Cardiac arrest-induced global cerebral ischemia (GCI) results in profound cognitive impairment in survivors. Our prior work demonstrated persistent disruption of long-term potentiation (LTP) in hippocampal CA1 neurons, correlating with learning and memory deficits in a rodent model of cardiac arrest/cardiopulmonary resuscitation (CA/CPR). Delayed inhibition of the Ca2+-permeable TRPM2 ion channel restored LTP post-CA/CPR, yet the mechanisms upstream of TRPM2 activation remain elusive. This study investigates CD38 as a potential regulator of TRPM2, highlighting a novel target to reverse hippocampal synaptic plasticity deficits after ischemia. We observe elevated levels of CD38 in activated astrocytes in the CA1 region of the hippocampus 7 days following CA/CPR in both male and female mice. Delayed inhibition of CD38 reverses hippocampal synaptic plasticity impairments at subacute timepoints after CA/CPR, phenocopying TRPM2 restoration of LTP. Our previous findings demonstrated that TRPM2 inhibition reverses the CA/CPR-induced enhancement of GABAA receptor (GABAAR) clustering, which contribute to ongoing LTP deficits. We, therefore, assessed the effect of CD38 on GABAergic inhibitory potentiation and find that inhibition of CD38 reverses GABAAR clustering in a TRPM2-dependent manner. In this study, we identify astroglial CD38 as a potential target and upstream regulator of the TRPM2 channel, offering a promising approach to restore hippocampal synaptic plasticity impairments following GCI through modulation of GABAergic signaling.
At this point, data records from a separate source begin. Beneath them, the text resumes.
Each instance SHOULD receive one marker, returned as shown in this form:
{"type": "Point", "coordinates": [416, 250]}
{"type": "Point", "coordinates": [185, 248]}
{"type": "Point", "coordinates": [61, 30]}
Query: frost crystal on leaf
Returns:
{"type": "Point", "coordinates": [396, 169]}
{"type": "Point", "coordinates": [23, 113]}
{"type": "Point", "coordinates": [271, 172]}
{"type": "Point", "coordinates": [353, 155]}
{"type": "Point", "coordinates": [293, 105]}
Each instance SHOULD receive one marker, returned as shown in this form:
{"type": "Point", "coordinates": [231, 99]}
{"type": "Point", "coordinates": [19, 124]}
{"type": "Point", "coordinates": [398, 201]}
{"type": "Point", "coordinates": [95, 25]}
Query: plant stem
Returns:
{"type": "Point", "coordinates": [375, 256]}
心源性猝发所致的全脑缺血 (GCI) 导致幸存者认知功能严重受损。本研究的前期工作揭示了海马CA1神经元长期增强 (LTP) 的持续性破坏，并与啮齿动物模型中心源性猝发/心肺复苏 (CA/CPR) 导致的学习和记忆缺陷相关。延迟抑制Ca2+-通透性TRPM2离子通道可恢复CA/CPR后的LTP，然而TRPM2激活上游的机制尚不明确。本研究旨在探究CD38作为TRPM2的潜在调节因子，突显出缺血后逆转海马突触可塑性缺陷的新靶点。我们观察到在CA1区域激活的星形胶质细胞中CD38水平在CA/CPR后7天显著升高，无论是在雄性还是雌性小鼠中。延迟抑制CD38可在CA/CPR后的亚急性时间点逆转海马突触可塑性损害，其现象与TRPM2恢复LTP相似。我们先前的研究发现，TRPM2抑制可逆转CA/CPR诱导的GABAΑ受体 (GABAAR) 聚集增强，这有助于持续的LTP缺陷。因此，我们评估了CD38对GABA能抑制性增强的影响，发现抑制CD38以TRPM2依赖的方式逆转GABAAR聚集。在本研究中，我们确定了星形胶质细胞CD38作为TRPM2通道的潜在靶点和上游调节因子，为通过调节GABA能信号通路恢复GCI后的海马突触可塑性损害提供了一种有前景的方法。